Suppose a school offered 20 classes with 10 students each and one class with 200 students.  What would be the average class size?  There are a total of 21 classes, and the total class attendance (counting students multiple times if they attend more than one) is 10x20 + 1x200, totaling 400.  So the average would be 400/21 or about 19 students per class on the average.  Now it could be that there are 200 students, and each attends exactly two classes: one of the size ten classes, and the size 200 class.  Now if you asked any of these students what her average class size was, she would say 105, since the average of 10 and 200 is 105.  That's very different from the school's average of 19, but the student's view is more likely what we'd care about.

Why did the first average give such a misleading result?  Because we were counting things that were unequal.  When we count the total number of classes, the huge class only counts as one, as if it were equal to a small class.  When we count things, we are expecting to get a number that will tell us some useful quantity.  If we count apples, the result is usually useful because it gives an indication of how much food we have, since apples don't usually vary much from the size we're used to.  

On the other hand, if we count cakes in a bakery, it makes a big difference if we're counting cupcakes or wedding cakes.  It will still make sense to count cupcakes as long as we know that's what they are, but there's not much point in knowing the total number of cakes if we don't know how many are small and how many are large.
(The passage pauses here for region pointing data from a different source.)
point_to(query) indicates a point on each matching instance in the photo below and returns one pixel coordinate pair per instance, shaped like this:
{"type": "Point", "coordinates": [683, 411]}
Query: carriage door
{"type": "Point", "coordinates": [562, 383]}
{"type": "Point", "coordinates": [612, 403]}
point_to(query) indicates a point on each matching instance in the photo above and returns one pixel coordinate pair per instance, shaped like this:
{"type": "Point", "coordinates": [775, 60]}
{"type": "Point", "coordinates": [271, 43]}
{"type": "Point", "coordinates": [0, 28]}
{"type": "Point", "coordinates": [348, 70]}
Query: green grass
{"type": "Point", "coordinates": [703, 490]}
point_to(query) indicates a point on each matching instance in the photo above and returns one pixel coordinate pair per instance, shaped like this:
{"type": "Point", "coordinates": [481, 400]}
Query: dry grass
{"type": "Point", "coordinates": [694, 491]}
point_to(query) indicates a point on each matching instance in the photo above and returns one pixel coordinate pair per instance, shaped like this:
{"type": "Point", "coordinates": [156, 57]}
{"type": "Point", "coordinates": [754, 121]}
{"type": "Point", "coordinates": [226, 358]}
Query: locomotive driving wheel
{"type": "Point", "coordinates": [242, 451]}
This comes up fairly often.  A politician might point out that most of the donors to his campaign gave amounts less that $50.  That may be true, but if a thousand donors gave twenty dollars each and two donors gave a million each, almost all of his money came from large donors (twenty thousand compared to two million).
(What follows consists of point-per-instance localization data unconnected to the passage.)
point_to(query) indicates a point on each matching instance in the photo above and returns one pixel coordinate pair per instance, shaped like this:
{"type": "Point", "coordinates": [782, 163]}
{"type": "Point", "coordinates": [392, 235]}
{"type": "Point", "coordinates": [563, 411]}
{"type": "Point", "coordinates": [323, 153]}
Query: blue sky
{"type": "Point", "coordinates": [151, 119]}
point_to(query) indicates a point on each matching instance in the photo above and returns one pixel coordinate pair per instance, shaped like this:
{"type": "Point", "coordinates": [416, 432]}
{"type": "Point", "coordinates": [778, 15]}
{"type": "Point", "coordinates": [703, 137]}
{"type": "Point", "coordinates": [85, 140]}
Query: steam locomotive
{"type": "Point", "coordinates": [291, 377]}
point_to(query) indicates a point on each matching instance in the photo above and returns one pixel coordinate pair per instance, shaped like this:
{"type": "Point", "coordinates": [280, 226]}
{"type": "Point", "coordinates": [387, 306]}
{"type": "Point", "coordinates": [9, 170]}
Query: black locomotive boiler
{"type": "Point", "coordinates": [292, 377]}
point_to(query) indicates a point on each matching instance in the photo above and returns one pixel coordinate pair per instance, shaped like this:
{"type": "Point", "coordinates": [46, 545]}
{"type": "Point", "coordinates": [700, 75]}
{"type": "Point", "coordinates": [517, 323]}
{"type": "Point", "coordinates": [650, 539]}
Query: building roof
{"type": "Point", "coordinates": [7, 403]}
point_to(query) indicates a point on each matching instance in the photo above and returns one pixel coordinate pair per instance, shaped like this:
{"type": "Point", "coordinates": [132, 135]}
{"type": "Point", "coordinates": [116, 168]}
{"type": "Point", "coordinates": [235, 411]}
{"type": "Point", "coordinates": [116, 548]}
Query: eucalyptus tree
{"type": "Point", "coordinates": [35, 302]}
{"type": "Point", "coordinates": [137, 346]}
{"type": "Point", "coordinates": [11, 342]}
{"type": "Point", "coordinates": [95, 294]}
When I was young (in the 50's) my father was a Republican.  I recall him being pleased after reading that most of the newspaper editors endorsed Republican candidates.  It didn't occur to me until a long while later that small town papers tended to support Republicans and large city papers were more likely to support Democrats.  Since large city papers have a much larger circulation, it may well have been that many more people actually read newspapers that supported Democrats, so my father's optimism may have been faulty.  Again when counting newspapers, counting huge circulation papers as if they were equal to small ones could be very misleading.